Usually, my cruel taskmaster Franklin will hand me something expecting me to write a review of it. I, in turn, will examine the material and after much arguing and griping (a benefit of which comes from being paid in stuff instead of money (Editor’s Note: I consider the relationship to be based on a bartering system)) I will eventually decide to indeed write a review of said material. This time, however, Franklin decided to take something newly acquired by myself and told me to write a review on it. I was not too pleased about having to write a review about something I wanted to enjoy at my own leisure, rather than critically. But, oh well, I shall stop stalling and tell you that today I bring you a review of the 2008 manga Inukami!
Inukami! was originally a series of light novels by Mamizu Arisawa whose other titles include his debut novel Infinity Zero, Lucky Chance!, and a novel related to the World God Only Knows. The manga adaptation was illustrated by Mari Matzusawa, illustrator for Sanbun no Ichi and Hinadori Girl. There is also an anime adaptation that you may be able to find online, as it was never brought overseas.

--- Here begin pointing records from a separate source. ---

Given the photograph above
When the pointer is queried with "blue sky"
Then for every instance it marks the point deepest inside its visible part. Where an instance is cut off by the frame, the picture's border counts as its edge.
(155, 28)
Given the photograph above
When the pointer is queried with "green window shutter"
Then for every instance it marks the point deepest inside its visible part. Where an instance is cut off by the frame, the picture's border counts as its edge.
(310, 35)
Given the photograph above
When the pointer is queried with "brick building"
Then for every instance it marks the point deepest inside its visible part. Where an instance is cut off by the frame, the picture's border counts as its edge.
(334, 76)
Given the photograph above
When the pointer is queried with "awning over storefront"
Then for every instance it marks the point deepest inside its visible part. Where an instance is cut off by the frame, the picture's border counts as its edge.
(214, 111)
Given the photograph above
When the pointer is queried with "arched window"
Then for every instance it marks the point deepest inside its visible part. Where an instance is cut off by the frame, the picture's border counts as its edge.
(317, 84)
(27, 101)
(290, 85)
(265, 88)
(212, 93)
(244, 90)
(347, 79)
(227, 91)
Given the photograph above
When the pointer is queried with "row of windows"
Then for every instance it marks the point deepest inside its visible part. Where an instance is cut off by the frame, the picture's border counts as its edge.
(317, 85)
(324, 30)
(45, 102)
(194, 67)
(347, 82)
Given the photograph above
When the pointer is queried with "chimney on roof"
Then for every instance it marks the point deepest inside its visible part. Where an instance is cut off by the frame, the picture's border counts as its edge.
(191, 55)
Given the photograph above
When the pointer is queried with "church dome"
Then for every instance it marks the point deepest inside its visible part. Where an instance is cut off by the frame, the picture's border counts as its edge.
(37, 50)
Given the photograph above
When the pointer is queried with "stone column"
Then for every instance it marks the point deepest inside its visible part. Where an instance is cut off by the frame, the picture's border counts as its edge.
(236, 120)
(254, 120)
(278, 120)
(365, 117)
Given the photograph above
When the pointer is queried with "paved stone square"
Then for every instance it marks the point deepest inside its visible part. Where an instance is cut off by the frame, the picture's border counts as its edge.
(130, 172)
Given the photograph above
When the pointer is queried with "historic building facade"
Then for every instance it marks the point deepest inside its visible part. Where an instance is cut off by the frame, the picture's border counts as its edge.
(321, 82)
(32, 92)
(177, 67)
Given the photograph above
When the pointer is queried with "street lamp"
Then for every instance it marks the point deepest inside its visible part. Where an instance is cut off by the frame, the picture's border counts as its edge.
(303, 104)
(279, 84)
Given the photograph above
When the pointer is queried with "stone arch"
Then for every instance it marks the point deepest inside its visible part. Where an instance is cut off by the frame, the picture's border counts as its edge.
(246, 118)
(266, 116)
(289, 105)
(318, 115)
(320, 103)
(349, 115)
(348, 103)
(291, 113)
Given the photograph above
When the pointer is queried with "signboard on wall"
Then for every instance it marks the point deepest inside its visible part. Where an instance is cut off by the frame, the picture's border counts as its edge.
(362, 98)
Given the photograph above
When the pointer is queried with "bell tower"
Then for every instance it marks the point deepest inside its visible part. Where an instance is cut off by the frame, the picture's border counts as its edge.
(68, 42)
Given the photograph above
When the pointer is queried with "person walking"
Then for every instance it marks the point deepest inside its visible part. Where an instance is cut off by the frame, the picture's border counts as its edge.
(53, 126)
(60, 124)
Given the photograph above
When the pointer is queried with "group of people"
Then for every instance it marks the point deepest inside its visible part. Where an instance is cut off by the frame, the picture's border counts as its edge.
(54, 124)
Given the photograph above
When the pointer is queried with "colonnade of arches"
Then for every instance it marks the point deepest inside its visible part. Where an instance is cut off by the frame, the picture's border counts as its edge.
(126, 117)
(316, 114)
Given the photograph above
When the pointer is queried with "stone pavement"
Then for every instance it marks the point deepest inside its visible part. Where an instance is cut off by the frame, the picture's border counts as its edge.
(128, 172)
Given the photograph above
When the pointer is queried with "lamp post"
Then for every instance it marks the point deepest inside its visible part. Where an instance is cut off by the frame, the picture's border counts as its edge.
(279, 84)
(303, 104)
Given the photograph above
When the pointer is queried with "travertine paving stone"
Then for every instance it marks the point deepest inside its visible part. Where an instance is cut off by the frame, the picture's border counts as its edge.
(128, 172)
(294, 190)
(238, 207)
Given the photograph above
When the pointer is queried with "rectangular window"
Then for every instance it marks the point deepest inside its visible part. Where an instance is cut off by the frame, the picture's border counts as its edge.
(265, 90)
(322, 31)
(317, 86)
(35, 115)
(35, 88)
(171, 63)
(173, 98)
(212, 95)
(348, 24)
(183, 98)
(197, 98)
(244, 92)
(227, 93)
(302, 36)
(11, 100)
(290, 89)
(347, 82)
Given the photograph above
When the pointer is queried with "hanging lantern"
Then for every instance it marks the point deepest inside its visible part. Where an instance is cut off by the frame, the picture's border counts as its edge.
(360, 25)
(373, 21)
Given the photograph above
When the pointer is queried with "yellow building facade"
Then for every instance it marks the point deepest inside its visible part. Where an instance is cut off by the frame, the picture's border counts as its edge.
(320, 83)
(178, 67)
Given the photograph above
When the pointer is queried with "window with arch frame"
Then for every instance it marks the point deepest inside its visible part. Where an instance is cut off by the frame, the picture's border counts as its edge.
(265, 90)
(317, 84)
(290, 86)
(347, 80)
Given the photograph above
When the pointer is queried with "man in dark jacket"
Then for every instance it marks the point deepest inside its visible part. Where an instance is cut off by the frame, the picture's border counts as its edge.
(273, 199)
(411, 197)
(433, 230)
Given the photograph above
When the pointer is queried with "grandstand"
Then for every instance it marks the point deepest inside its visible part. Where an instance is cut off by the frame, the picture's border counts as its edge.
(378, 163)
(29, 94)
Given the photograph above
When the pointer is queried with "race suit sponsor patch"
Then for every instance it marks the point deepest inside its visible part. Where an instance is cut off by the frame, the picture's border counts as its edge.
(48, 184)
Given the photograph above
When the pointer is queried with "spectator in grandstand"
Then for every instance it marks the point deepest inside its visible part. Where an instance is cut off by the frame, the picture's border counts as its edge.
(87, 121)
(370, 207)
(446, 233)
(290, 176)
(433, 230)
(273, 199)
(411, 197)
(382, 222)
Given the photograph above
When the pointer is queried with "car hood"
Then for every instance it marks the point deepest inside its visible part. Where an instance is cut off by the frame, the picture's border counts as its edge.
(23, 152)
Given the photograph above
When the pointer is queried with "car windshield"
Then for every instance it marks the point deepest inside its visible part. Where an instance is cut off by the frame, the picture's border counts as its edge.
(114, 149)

Keita Kawahira is the grandson of the current head of a family with supernatural powers. The Kawahira specialize in making contracts with Inukami (lit. Dog Gods, but spirit would work better for say, a western audience). Somewhere around the time a Kawahira turns twelve they are brought to the mountain where these Inukami reside. There they have to attract the attention of an inukami and form a contract, resulting in the human getting a powerful familiar and servant in the inukami, and the inukami getting further power and the ability to leave their home as they please because of the master (would you call it this?). Unfortunately for Keita, he failed to find an inukami to form a contract with, and therefore spent the next five years as a reject and completely ordinary high school student.
Keita, now seventeen, has been summoned to his grandmother’s house and informed that there is an inukami willing to make a contract with him. He immediately rushes off to a cabin in the mountains. At said cabins, Keita finds the stunning beauty Yoko. Keita is ecstatic to meet a cute girl who he thinks will take care of him day and night (if you catch my drift…) until Keita learns that what he got instead was a very pretty free-loader. Yoko turns out to be a cheerful, playful, and more often than not, childish person, but belies a sharp character she does not often show.

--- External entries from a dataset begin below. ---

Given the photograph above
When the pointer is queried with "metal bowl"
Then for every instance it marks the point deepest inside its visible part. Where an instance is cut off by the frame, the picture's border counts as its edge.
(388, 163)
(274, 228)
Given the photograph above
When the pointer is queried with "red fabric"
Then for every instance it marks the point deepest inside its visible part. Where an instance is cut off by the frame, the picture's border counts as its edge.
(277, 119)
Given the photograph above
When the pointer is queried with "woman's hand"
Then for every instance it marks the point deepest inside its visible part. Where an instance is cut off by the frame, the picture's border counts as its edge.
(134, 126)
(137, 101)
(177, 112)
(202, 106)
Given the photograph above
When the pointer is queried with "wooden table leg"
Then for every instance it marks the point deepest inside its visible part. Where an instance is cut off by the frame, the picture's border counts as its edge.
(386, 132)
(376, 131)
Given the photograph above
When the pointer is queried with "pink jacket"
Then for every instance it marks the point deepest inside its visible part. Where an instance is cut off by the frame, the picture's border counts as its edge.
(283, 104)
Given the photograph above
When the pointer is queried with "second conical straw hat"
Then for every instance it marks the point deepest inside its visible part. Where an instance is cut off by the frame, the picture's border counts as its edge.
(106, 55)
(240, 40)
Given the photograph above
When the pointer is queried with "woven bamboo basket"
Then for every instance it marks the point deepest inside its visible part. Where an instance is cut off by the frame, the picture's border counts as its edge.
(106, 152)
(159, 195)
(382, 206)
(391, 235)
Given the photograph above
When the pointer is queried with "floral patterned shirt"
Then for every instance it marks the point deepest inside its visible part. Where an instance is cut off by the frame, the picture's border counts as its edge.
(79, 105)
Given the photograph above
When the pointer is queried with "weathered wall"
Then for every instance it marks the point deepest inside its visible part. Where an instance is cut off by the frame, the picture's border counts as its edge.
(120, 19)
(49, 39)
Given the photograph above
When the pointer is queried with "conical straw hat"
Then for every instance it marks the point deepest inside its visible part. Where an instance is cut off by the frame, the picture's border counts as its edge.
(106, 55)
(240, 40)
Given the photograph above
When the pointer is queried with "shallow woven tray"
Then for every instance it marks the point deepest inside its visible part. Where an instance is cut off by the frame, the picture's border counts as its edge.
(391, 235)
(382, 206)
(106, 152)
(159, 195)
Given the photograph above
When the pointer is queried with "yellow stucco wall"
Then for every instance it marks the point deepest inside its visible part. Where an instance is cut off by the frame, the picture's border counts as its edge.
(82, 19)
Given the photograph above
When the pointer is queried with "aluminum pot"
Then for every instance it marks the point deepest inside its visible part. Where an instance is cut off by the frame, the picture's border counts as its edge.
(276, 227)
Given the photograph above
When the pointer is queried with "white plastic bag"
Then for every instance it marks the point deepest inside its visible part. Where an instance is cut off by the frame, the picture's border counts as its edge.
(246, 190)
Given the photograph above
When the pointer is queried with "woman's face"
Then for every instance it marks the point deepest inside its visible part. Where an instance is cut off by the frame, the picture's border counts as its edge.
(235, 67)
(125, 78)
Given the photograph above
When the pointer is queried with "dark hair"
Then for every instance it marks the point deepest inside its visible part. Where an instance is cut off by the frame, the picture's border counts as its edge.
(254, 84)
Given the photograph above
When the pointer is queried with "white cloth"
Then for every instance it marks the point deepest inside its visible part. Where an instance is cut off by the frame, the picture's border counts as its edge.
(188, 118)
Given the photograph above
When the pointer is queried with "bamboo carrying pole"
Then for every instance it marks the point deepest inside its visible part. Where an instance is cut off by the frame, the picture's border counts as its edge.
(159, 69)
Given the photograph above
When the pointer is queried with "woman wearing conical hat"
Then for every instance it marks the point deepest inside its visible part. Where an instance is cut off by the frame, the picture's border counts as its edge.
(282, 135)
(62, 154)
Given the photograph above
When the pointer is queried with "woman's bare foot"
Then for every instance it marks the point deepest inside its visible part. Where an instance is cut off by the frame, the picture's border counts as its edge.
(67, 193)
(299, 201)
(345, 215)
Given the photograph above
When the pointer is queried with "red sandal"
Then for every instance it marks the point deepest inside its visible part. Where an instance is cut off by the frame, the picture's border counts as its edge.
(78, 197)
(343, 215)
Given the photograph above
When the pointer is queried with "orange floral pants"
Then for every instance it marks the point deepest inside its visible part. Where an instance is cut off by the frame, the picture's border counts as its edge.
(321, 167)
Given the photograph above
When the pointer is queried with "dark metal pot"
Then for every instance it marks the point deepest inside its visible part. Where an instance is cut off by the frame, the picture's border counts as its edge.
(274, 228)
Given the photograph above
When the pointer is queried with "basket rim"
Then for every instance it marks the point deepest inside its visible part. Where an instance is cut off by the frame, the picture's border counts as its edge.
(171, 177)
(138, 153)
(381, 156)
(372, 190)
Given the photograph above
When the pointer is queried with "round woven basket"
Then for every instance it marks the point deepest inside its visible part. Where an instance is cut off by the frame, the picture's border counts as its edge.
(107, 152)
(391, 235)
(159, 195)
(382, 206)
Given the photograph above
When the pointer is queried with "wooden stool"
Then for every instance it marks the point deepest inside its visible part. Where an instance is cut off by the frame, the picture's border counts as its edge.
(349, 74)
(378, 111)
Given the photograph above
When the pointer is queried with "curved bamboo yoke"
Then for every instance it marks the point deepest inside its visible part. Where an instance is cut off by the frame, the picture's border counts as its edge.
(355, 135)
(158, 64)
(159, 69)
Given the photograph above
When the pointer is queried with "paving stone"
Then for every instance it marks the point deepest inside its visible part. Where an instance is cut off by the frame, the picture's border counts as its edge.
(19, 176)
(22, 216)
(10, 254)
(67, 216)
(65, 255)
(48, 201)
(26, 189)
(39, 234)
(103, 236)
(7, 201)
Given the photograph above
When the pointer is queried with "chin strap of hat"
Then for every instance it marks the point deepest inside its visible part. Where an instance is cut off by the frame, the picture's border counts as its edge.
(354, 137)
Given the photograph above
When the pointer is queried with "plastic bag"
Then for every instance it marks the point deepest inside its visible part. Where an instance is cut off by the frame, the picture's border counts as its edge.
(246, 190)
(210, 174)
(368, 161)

The plot of Inukami! is not very easy to discern; partly because of mixing slice-of-life elements with a conflict that is not entirely obvious. This is due to the manga ending before the light novels. In the end the true meat and potatoes of Inukami! is not its plot, but the antics its characters get into. This is especially amplified once Keita’s cousin, Kaoru Kawahira, and his ten inukami begin to show up. I found it interesting that Keita and Kaoru had very few encounters and Yoko never dealt with Kaoru directly.
Much of the humor in the series comes from its protagonists, Keita, he is a rather rare creature amongst protagonists of romantic comedies in that he is an absolute pervert who is very willing to flirt with any girl he encounters, except the one who would actually marry him (Editor’s Note: Yes internet, he is not familiar with Urusei Yatsura at all), he also happens to be even more physically resilient than Keitaro Urashima from Love Hina (if the name means anything to you, you know that is quite the feat).

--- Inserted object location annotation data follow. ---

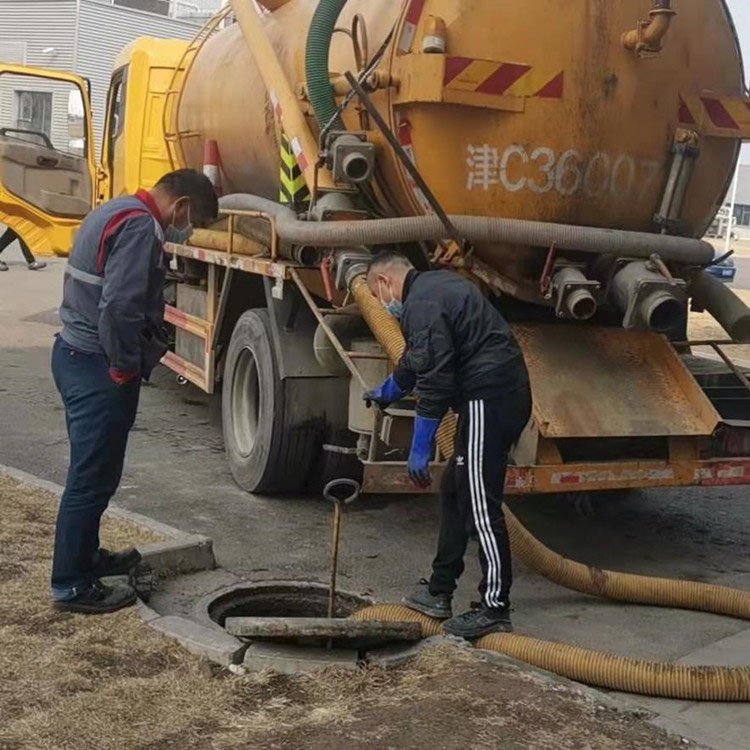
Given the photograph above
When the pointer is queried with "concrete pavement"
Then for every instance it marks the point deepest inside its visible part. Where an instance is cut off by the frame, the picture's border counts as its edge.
(176, 473)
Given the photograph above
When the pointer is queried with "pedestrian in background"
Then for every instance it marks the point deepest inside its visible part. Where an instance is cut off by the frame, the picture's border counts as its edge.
(8, 238)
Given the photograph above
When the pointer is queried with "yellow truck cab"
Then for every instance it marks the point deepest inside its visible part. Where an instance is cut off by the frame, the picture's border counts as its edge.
(49, 178)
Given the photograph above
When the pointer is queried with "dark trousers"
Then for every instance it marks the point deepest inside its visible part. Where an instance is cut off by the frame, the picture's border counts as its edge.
(472, 495)
(99, 416)
(9, 237)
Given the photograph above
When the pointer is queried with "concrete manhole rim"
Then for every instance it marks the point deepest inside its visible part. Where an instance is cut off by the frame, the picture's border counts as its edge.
(259, 655)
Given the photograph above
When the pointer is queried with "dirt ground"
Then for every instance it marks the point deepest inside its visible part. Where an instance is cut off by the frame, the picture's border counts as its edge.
(703, 327)
(71, 682)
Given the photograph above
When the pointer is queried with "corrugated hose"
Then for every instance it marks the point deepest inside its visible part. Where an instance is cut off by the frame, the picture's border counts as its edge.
(597, 668)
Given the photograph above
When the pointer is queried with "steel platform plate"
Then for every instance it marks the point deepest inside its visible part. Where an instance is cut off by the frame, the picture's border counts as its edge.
(591, 382)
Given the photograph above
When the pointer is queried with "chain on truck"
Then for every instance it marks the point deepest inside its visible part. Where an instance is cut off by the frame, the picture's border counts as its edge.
(564, 156)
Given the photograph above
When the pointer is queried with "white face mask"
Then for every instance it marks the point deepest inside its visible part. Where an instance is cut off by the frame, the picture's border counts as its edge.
(176, 235)
(393, 307)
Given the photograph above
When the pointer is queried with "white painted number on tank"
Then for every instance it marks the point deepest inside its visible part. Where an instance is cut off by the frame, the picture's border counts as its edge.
(542, 170)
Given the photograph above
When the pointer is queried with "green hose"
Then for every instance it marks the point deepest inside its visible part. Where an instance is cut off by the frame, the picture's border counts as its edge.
(319, 89)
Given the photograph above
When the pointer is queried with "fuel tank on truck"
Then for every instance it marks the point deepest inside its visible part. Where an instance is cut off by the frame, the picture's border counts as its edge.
(537, 110)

Yoko, on the other hand, is solely focused on Keita, and is constantly badgering him for new clothes and chocolate cake; will cling to him until he marries her, and will jump to conclusions about as fast as the speed of sound, said conclusions leading to Keita being set ablaze or teleported out of his clothes and into a public place, all of this is in the name of comedy, of course. Throughout the series, she is also shown as being quite unusual for an inukami, for one, she is afraid of dogs, loves playing tricks, her skill shukuchi is able to teleport people and things at will that seems to be exclusive to her, these are all very subtle clues that she is in fact, not an inukami, but you would need to have a relatively good knowledge of Japanese folklore to figure what she is before the reveal. The two of them make good partners, but the moments they are actually shown in a romantic mood are very sparse.
Pros: A work that is funny and heartwarming that stays that way for its entire run. Mari Matzusawa’s artwork is very attractive.
Cons: To say that Inukami! is a lighthearted work would be to say that people die when killed; even the most dramatic moments are often laced with either humor or innuendo, sometimes both. The mood never changes much; even at its darkest it is still very optimistic. It is not going to win a Pulitzer any time soon for its narrative, and those looking for an intricate storyline had better look elsewhere.
The release that I covered was a set of Omnibus that Seven Seas Entertainment put out that included all six volumes. Inukami! is an entertaining manga that is worth picking up; but just don’t come in expecting much plot wise. Other than that, I see no reason why anyone would have a hard time enjoying this manga from beginning to end. It is perfect for those who wish to crack a smile.